What am I working on currently and other ideas

Currently, for my masters thesis, I have been working on continual learning using CLIP. In this regard, I have come across the XTAIL ¹ (cross domain task agnostic incremental learning) benchmark, in which the CLIP model is adapted across multiple tasks, with each task being a different dataset and with different classes. The datasets span multiple domains like satellite image, natural domain, mnist, etc. The model is tested across all tasks, after training on each task, so both seen and unseen classes are tested.

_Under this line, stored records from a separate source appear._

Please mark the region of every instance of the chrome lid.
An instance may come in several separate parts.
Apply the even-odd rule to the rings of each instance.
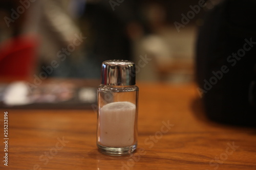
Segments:
[[[101,84],[114,86],[135,85],[135,64],[127,60],[104,61],[101,65]]]

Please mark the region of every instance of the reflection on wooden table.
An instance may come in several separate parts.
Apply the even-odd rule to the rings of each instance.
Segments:
[[[92,109],[5,109],[0,119],[8,111],[9,162],[4,165],[1,144],[1,169],[256,169],[255,130],[208,120],[194,84],[138,85],[135,153],[114,157],[97,151]]]

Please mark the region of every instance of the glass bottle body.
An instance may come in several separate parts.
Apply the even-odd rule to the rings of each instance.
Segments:
[[[136,85],[99,86],[97,145],[100,152],[122,155],[136,150],[138,91]]]

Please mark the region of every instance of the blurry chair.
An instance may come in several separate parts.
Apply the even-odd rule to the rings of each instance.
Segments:
[[[27,79],[35,68],[35,37],[19,36],[3,42],[0,46],[0,77]]]

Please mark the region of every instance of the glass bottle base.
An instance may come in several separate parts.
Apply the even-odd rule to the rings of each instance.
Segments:
[[[99,151],[104,154],[113,156],[122,156],[130,154],[137,148],[137,143],[127,147],[108,147],[97,144]]]

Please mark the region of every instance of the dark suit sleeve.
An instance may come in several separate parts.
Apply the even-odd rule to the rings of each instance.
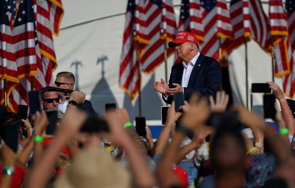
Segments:
[[[87,112],[89,114],[96,114],[94,109],[92,108],[91,102],[89,100],[85,100],[83,103],[78,105],[78,107],[81,110]]]
[[[172,81],[172,79],[174,78],[175,76],[174,75],[174,71],[173,71],[173,69],[174,68],[175,66],[175,65],[172,66],[171,70],[171,73],[170,74],[170,77],[169,78],[169,83],[168,84],[169,88],[173,88],[175,87],[175,86],[172,85],[172,83],[173,83]],[[163,100],[165,101],[165,102],[166,102],[167,104],[172,104],[172,101],[173,101],[174,97],[173,97],[173,96],[170,96],[168,95],[168,98],[167,98],[167,100],[166,100],[165,99],[165,97],[164,97],[164,96],[163,96],[163,95],[162,94],[162,98],[163,98]]]
[[[205,87],[198,88],[184,88],[185,100],[188,100],[194,93],[200,95],[213,95],[215,97],[216,92],[219,90],[221,81],[221,66],[218,61],[211,62],[210,66],[203,78]]]

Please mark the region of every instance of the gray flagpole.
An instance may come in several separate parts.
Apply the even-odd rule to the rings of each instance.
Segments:
[[[142,117],[142,94],[141,92],[141,63],[140,58],[140,51],[139,51],[139,42],[137,41],[136,42],[136,61],[138,66],[138,91],[139,91],[139,116]]]

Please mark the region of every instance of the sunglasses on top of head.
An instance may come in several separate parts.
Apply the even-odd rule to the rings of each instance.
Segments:
[[[57,87],[60,87],[61,86],[61,85],[64,85],[64,84],[70,84],[71,85],[73,85],[73,84],[71,84],[71,83],[64,83],[63,82],[54,82],[54,84],[55,84],[56,85],[56,86]]]
[[[46,101],[48,103],[53,103],[54,101],[55,101],[56,102],[59,102],[60,101],[60,97],[58,97],[55,98],[42,98],[42,100]]]

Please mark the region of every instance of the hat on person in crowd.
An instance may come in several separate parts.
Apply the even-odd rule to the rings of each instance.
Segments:
[[[175,40],[169,42],[168,43],[168,46],[169,47],[175,47],[177,45],[185,43],[186,42],[194,43],[199,46],[199,41],[197,39],[196,35],[187,31],[178,31],[177,35],[175,37]]]
[[[128,171],[104,151],[94,147],[81,150],[54,183],[57,188],[127,188],[132,185]]]
[[[188,186],[188,177],[186,171],[182,167],[176,166],[173,167],[173,172],[179,181],[181,187],[187,188]]]

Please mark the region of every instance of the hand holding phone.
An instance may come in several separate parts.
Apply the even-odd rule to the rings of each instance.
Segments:
[[[1,128],[0,137],[6,144],[15,152],[17,150],[19,127],[16,125],[5,126]]]
[[[17,114],[22,119],[26,119],[28,117],[28,106],[26,105],[18,104],[17,108]]]
[[[276,119],[276,110],[275,108],[276,97],[273,94],[263,95],[263,110],[264,118],[271,118],[274,121]]]
[[[107,103],[105,104],[105,111],[107,112],[109,110],[116,109],[116,104],[114,103]]]
[[[169,106],[161,106],[161,119],[162,120],[162,125],[164,125],[167,120],[167,111],[169,108]]]
[[[146,118],[144,117],[137,117],[135,118],[135,126],[136,132],[141,137],[146,137]]]
[[[54,135],[55,135],[58,122],[58,111],[46,111],[46,115],[48,121],[49,121],[49,125],[46,128],[46,134]]]
[[[269,85],[267,83],[252,83],[251,91],[252,93],[270,94],[272,92],[272,89],[270,88]]]
[[[175,112],[181,112],[179,107],[184,105],[184,95],[183,93],[176,93],[174,94],[174,102],[175,103]]]

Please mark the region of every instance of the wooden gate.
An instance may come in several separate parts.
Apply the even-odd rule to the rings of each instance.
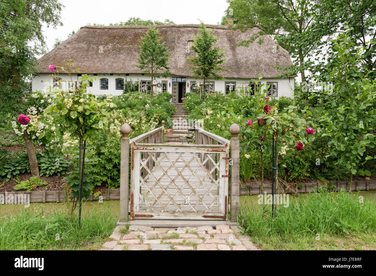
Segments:
[[[227,219],[229,145],[131,146],[130,219]]]

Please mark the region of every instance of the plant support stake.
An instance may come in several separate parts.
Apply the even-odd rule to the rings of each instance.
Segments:
[[[83,146],[80,145],[79,147],[80,148],[80,151],[83,150],[83,153],[82,154],[82,159],[81,159],[81,154],[80,154],[80,165],[82,164],[82,166],[80,165],[80,197],[79,202],[79,203],[78,207],[78,227],[79,229],[81,229],[81,208],[82,204],[82,186],[83,184],[83,167],[85,164],[85,149],[86,147],[86,140],[83,141]],[[82,162],[82,163],[81,163]]]

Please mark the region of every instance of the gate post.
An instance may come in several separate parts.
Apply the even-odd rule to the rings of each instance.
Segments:
[[[130,127],[125,123],[120,132],[123,134],[120,149],[120,222],[126,222],[128,219],[128,182],[129,177],[129,138]]]
[[[230,220],[236,222],[239,213],[239,196],[240,194],[240,182],[239,180],[240,148],[238,135],[240,132],[240,128],[236,124],[233,124],[230,127],[230,133],[232,137],[230,141],[231,156],[232,159],[231,166],[231,205],[230,215]]]

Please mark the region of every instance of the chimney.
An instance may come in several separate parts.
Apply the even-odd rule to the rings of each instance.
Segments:
[[[226,18],[226,25],[233,25],[234,24],[233,19],[231,17],[227,17]]]

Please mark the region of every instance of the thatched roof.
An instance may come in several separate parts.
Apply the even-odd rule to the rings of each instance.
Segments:
[[[233,31],[226,26],[206,25],[215,31],[218,38],[217,45],[226,54],[226,64],[224,66],[231,72],[222,74],[226,78],[255,78],[262,74],[263,78],[274,78],[284,72],[276,65],[288,67],[291,65],[288,52],[280,47],[275,51],[276,45],[265,36],[264,42],[256,42],[249,47],[237,47],[237,42],[248,39],[257,29],[244,33]],[[196,24],[164,25],[156,26],[160,36],[171,51],[170,71],[177,75],[190,76],[185,62],[188,42],[193,36],[199,33]],[[50,73],[49,66],[62,66],[63,61],[71,59],[82,73],[139,74],[137,64],[141,37],[147,30],[146,26],[85,26],[69,38],[46,54],[38,60],[42,64],[41,73]],[[100,52],[102,46],[103,52]],[[274,50],[273,51],[273,48]]]

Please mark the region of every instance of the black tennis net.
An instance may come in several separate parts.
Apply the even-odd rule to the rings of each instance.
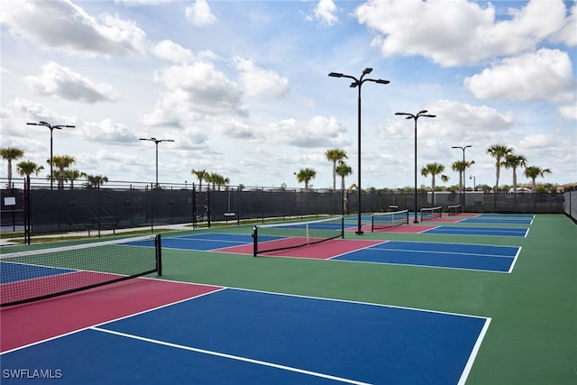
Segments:
[[[344,218],[254,225],[252,255],[294,249],[334,238],[344,238]]]
[[[401,225],[408,225],[408,210],[373,213],[371,215],[371,232],[399,226]]]
[[[3,254],[0,307],[45,299],[153,272],[160,234]]]
[[[423,207],[421,208],[421,222],[431,221],[443,217],[443,207]]]

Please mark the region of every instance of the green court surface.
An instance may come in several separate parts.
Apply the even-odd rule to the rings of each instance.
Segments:
[[[478,225],[435,221],[408,225]],[[345,239],[520,247],[510,273],[167,247],[162,252],[161,279],[488,317],[490,325],[466,385],[574,385],[577,225],[563,215],[536,215],[531,225],[523,226],[529,228],[527,237],[345,232]],[[251,234],[252,231],[251,225],[231,225],[165,233],[162,240],[203,233]],[[42,246],[27,249],[39,247]],[[202,315],[183,315],[183,322],[194,325],[195,316]]]
[[[577,383],[577,225],[566,216],[536,215],[526,238],[351,233],[522,250],[510,274],[167,250],[163,278],[490,317],[467,385]]]

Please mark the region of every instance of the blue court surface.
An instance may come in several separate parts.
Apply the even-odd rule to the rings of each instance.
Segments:
[[[490,324],[224,289],[1,358],[3,368],[50,370],[59,377],[34,383],[456,385],[466,381]]]
[[[461,226],[437,226],[424,230],[421,234],[439,234],[448,235],[491,235],[491,236],[513,236],[527,237],[529,233],[527,228],[519,227],[461,227]]]
[[[388,241],[333,260],[511,272],[517,246]]]

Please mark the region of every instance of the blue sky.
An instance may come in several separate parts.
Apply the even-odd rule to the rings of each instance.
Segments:
[[[551,169],[539,182],[577,182],[574,2],[5,0],[0,23],[0,145],[40,164],[50,132],[27,122],[76,125],[54,131],[54,154],[110,180],[154,181],[139,138],[155,137],[175,141],[159,144],[160,183],[204,169],[298,187],[312,168],[329,188],[325,152],[340,148],[350,186],[357,89],[327,74],[370,67],[390,83],[362,88],[362,188],[414,184],[413,122],[394,114],[422,109],[437,117],[418,121],[417,168],[444,165],[445,185],[465,145],[467,174],[493,185],[493,144]]]

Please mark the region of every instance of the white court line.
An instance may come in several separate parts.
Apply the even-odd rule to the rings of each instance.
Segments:
[[[354,380],[344,379],[344,378],[342,378],[342,377],[331,376],[329,374],[319,373],[319,372],[316,372],[316,371],[307,371],[307,370],[304,370],[304,369],[293,368],[293,367],[290,367],[290,366],[280,365],[280,364],[278,364],[278,363],[267,362],[265,361],[253,360],[253,359],[251,359],[251,358],[241,357],[241,356],[238,356],[238,355],[226,354],[226,353],[224,353],[213,352],[213,351],[195,348],[195,347],[191,347],[191,346],[185,346],[185,345],[181,345],[181,344],[178,344],[167,343],[167,342],[164,342],[164,341],[154,340],[154,339],[151,339],[151,338],[141,337],[140,335],[128,335],[126,333],[121,333],[121,332],[115,332],[114,330],[103,329],[103,328],[96,327],[96,326],[91,327],[91,329],[98,331],[98,332],[108,333],[108,334],[111,334],[111,335],[120,335],[122,337],[132,338],[132,339],[135,339],[135,340],[139,340],[139,341],[144,341],[144,342],[147,342],[147,343],[156,344],[160,344],[160,345],[163,345],[163,346],[169,346],[169,347],[173,347],[173,348],[177,348],[177,349],[187,350],[187,351],[189,351],[189,352],[200,353],[203,353],[203,354],[215,355],[215,356],[217,356],[217,357],[228,358],[228,359],[231,359],[231,360],[242,361],[242,362],[244,362],[254,363],[254,364],[257,364],[257,365],[262,365],[262,366],[268,366],[268,367],[271,367],[271,368],[280,369],[280,370],[283,370],[283,371],[295,371],[295,372],[298,372],[298,373],[307,374],[309,376],[320,377],[320,378],[328,379],[328,380],[334,380],[345,382],[345,383],[349,383],[349,384],[369,385],[367,382],[357,381],[357,380]]]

Two successful methods in this benchmark are RAIL - which uses a frozen ZS CLIP model to predict, and if the prediction is within a seen class, the ViT output is additionally passed to a froze random projection matrix, followed by nearest class mean classification otherwise gives the ZS CLIP output. Thus, this has to store all the seen classes to be able to classify, and is almost like separate branches for seen and unseen classes - not really adapting CLIP.

Another method is LADA, which keeps ViT Frozen, PEFT trains the text encoder for a particular task, and stores the text vectors, and again during inference, uses ZS clip to predict if seen class, if seen it uses the text features which were stored of seen classes.

Again this is like a separate branch for classifying the same thing.

Ideally, in CLIP model any set of class names can be passed and the CLIP model is able to predict in that label space, here we are constraining CLIP to only be able to predict properly within the seen label space, otherwise a ZS CLIP output is given.

I want to suggest a way where the CLIP model can itself be adapted without needing to store classifiers - so we can pass any order of classes to text embedding and the model predicts it - and doesnt undergo catastrophic forgetting on seen classes.

Xu, Yicheng, Yuxin Chen, Jiahao Nie, Yusong Wang, Huiping Zhuang, and Manabu Okumura. “Advancing cross-domain discriminability in continual learning of vision-language models.” Advances in Neural Information Processing Systems 37 (2024): 51552-51576. ↩